Terms & Policies
Services Agreement
This Policy is effective on January 1, 2025.
This Services Agreement ("Agreement") governs the professional services provided by Tynoc Tech to its clients. By engaging our services, you agree to the terms set forth in this Agreement. This Agreement, together with any applicable Statement of Work, constitutes the entire agreement between the parties.
1. Scope of Services
Tynoc Tech will provide software engineering, design, and consulting services as described in the applicable Statement of Work ("SOW") or project proposal agreed upon by both parties. Any changes to the scope of services must be agreed upon in writing by both parties prior to implementation. Tynoc Tech reserves the right to decline scope changes that are not feasible within the agreed timeline or budget.
2. Payment Terms
Invoices are due within 14 days of issuance unless otherwise specified in the SOW. Late payments may incur a fee of 1.5% per month on the outstanding balance.
- Project deposits are non-refundable once work has commenced
- Milestone payments are due upon completion of each defined milestone
- All prices are exclusive of applicable taxes unless stated otherwise
- Tynoc Tech reserves the right to pause work on accounts with overdue invoices
- Disputed invoices must be raised in writing within 7 days of receipt
3. Intellectual Property
Upon receipt of full payment, all custom work product created specifically for the client will be assigned to the client. Tynoc Tech retains ownership of all pre-existing tools, frameworks, libraries, methodologies, and general-purpose code used in delivering the services. Tynoc Tech may use general knowledge and skills gained during the engagement for other clients.
4. Confidentiality
Both parties agree to keep confidential any proprietary or sensitive information shared during the engagement, including but not limited to business plans, technical specifications, customer data, and financial information. This obligation survives the termination of this Agreement for a period of three (3) years.
5. Warranties
Tynoc Tech warrants that services will be performed in a professional and workmanlike manner consistent with industry standards. Tynoc Tech does not warrant that deliverables will be error-free or that all defects will be corrected. Client is responsible for testing and accepting deliverables within the agreed review period.

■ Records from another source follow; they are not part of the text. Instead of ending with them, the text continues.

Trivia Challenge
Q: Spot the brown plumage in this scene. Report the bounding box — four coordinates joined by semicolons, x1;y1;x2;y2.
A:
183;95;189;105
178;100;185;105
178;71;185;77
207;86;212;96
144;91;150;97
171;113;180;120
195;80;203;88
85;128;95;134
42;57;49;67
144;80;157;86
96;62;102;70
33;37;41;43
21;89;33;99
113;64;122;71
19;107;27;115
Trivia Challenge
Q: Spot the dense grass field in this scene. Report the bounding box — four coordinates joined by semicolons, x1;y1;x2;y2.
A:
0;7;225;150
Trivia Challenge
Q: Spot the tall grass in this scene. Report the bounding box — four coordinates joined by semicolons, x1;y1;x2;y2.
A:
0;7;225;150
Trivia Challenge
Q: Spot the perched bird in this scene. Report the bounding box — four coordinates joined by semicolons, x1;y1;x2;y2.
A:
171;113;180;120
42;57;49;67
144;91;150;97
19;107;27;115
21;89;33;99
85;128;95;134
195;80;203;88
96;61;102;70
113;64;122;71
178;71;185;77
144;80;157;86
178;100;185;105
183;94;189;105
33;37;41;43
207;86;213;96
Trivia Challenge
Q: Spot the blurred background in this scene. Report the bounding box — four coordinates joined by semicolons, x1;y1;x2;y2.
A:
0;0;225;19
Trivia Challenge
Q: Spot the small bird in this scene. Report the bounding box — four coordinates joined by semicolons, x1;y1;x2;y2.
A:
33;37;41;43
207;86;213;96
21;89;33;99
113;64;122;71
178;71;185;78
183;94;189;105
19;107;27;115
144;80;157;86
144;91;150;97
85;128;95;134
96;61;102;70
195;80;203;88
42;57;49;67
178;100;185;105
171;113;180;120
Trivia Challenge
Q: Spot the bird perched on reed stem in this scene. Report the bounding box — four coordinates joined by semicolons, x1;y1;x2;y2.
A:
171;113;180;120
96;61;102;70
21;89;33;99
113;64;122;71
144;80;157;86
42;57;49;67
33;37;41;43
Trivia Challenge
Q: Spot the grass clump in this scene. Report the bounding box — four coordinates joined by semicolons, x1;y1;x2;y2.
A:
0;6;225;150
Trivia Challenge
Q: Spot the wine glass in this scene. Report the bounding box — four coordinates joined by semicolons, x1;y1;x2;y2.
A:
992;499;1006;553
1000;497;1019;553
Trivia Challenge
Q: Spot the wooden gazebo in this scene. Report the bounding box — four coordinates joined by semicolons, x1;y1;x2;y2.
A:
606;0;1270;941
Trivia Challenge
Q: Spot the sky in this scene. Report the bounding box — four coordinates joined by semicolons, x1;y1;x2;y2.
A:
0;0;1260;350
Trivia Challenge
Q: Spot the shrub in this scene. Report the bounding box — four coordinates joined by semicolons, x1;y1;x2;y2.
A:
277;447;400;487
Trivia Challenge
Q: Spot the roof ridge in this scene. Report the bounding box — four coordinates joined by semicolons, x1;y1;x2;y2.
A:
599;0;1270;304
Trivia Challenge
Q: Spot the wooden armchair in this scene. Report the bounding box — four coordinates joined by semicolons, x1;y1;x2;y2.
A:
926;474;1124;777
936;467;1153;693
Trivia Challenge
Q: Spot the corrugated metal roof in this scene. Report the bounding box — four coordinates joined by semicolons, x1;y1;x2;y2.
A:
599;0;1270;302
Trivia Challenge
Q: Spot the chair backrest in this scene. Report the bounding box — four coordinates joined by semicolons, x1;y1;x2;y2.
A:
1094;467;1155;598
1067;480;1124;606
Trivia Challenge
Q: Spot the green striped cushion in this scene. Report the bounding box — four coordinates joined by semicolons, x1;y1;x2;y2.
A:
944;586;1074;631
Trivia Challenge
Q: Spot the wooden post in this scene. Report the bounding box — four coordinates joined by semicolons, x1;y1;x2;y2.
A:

6. Limitation of Liability
Our total liability under this Agreement shall not exceed the total fees paid by the client in the three months preceding the claim. In no event shall either party be liable for indirect, incidental, special, consequential, or punitive damages, regardless of the cause of action or the theory of liability.
7. Termination
Either party may terminate this Agreement with 14 days written notice. Upon termination, the client will be invoiced for all work completed to date at the agreed rate. Tynoc Tech will deliver all completed work product upon receipt of final payment. Termination does not relieve either party of obligations incurred prior to the termination date.
8. Independent Contractor
Tynoc Tech is an independent contractor and not an employee of the client. Nothing in this Agreement shall be construed to create a partnership, joint venture, agency, employment, or fiduciary relationship between the parties.
9. Governing Law
This Agreement shall be governed by and construed in accordance with applicable laws. Any disputes shall be resolved through good-faith negotiation between the parties. If a dispute cannot be resolved through negotiation within 30 days, it shall be submitted to binding arbitration.